Analysis of human immunodeficiency virus-infected tissues by amplification and in situ hybridization reveals latent and permissive infections at single-cell resolution.

Latent and productive viral infections are at the extremes of the spectrum of virus-cell interactions that are thought to play a major role in the ability of such important human pathogens as human immunodeficiency virus (HIV) to elude host defenses and cause disease. The recent development of PCR-based methods to amplify target sequences in individual cells in routinely fixed tissues affords opportunities to directly examine the subtle and covert virus-cell relationships at the latent end of the spectrum that are inaccessible to analysis by conventional in situ hybridization techniques. We have now used PCR in situ with in situ hybridization to document latent and permissive HIV infection in routinely fixed and paraffin-embedded tissue. In one of the first specimens we examined, a tumor biopsy from an HIV-infected individual, we found many of the lymphocytes and lymphocytes infiltrating the tumor had HIV DNA that was detectable only by PCR in situ. The fraction of positive cells varied regionally, but there were foci where most of the cells contained HIV DNA. Most of these lymphocytes and macrophages are latently infected, as we could detect HIV RNA in fewer than one in a thousand of these cells. We also detected HIV RNA, surprisingly, in 6% of the tumor cells, where the number of copies of viral RNA per cell was equivalent to productively infected cell lines.

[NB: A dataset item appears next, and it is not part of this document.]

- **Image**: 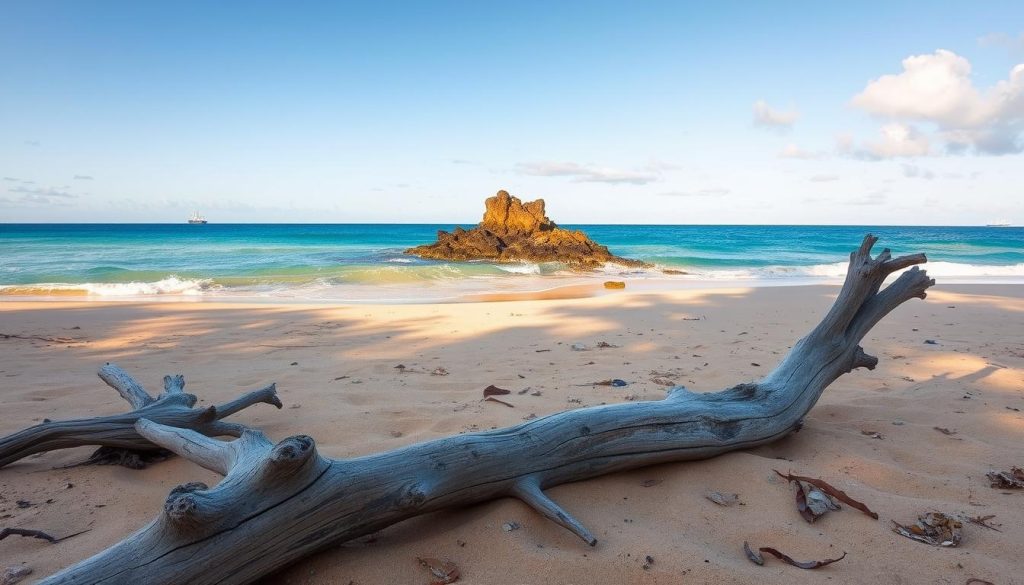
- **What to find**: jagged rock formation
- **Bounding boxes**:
[406,191,649,269]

The alternative states of HIV-gene expression and high local concentration of latently infected lymphocytes and monocytes revealed by these studies conceptually supports models of lentiviral pathogenesis that attribute persistence to the reservoir of latently infected cells and disease to the consequences of viral-gene expression in this population. The magnitude of infection of lymphocytes documented in this report is also consistent with the emerging view that HIV infection per se could contribute substantially to depletion of immune cells in AIDS.